Recommended Equipment For Sprains
- Self Adhering Bandages – These bandages will stick to themselves as you roll it around your injured area. No need for tape, clips or Velcro.
- Elastic Bandages – More affordable option that comes with a strong Velcro closure. Great for compression or restricting movement of injured area.
- Adult Boot Casts – Works great as a bumper for someone in a cast. Simple to adjust straps that make taking them off and putting them on very easy.
- Walking Boot Casts – Helps reduce swelling by using an air compression system.

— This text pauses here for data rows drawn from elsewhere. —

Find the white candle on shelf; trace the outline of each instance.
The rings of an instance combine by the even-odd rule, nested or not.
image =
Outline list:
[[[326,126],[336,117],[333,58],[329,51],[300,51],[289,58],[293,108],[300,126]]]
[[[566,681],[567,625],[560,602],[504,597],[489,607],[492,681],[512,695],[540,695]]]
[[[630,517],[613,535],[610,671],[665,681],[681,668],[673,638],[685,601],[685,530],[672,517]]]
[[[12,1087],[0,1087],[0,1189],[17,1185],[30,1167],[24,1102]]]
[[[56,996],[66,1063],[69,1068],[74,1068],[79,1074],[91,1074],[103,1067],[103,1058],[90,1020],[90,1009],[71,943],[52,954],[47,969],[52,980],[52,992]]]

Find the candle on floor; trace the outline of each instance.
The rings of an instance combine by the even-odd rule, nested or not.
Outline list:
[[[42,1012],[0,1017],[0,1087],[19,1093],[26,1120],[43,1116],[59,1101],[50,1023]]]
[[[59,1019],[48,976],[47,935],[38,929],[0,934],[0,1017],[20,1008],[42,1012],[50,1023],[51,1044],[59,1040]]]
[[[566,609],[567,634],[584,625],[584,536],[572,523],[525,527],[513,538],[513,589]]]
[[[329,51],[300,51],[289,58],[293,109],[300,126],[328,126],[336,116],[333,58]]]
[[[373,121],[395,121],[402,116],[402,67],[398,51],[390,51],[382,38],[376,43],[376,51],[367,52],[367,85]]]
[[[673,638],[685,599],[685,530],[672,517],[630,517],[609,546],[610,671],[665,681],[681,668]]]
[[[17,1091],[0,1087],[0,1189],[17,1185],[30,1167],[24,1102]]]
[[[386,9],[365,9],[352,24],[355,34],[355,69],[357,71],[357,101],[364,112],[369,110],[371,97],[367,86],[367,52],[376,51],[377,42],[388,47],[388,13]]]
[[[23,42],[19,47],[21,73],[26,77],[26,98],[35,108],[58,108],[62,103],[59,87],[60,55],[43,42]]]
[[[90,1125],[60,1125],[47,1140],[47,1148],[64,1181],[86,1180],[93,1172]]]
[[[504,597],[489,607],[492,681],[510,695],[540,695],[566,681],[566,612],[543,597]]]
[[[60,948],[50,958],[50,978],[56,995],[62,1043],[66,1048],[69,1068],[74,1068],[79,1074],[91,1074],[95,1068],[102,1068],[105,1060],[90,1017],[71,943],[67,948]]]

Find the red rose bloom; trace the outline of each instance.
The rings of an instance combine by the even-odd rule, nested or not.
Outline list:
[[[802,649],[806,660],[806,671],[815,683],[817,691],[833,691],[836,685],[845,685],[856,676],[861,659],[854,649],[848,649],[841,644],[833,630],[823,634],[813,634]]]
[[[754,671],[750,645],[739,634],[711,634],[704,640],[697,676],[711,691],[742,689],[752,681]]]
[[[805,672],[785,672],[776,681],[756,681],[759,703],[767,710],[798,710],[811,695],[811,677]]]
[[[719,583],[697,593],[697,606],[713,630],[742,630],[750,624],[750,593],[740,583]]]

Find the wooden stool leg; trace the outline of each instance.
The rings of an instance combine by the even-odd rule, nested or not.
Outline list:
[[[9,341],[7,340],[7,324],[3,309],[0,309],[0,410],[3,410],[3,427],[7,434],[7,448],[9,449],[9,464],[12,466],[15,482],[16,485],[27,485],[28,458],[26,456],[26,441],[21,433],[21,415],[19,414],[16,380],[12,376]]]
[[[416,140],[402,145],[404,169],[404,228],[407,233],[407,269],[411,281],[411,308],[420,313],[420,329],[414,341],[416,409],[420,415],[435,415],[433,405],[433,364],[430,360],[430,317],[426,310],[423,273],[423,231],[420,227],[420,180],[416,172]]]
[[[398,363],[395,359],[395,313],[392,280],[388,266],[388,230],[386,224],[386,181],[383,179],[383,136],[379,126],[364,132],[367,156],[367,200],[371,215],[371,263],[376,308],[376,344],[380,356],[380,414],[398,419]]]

If you felt a pop or a tear at the moment of your injury, you should have your sprain checked out by a doctor. An x-ray may be necessary to check the extent of the injury and to make sure that no bones are broken. If you sprained your ankle or another part of your foot, you may be prescribed a device to keep the area immobilized during the healing process. Boot casts are often used to protect sprains, and you may even need to use crutches until your sprain has healed.
Your doctor may also recommend that you use cold gel braces to treat your sprain. This type of brace is composed of a rigid plastic shell and adjustable straps and heel supports. The brace provides space for a removable cold pack, which provides soothing cold therapy to decrease swelling and bruising and promote healing. Cold gel braces typically cost around $30.
To prevent re-injury, it’s important to follow your doctor’s instructions and keep the sprained area rested and immobilized. Walking on a sprained ankle or lifting items with a sprained wrist will only cause more damage to the ligament and increase your healing time. If you are careful and follow your doctor’s instructions, your sprain should heal quickly, depending on the severity of the injury, and you will be able to return to your normal lifestyle.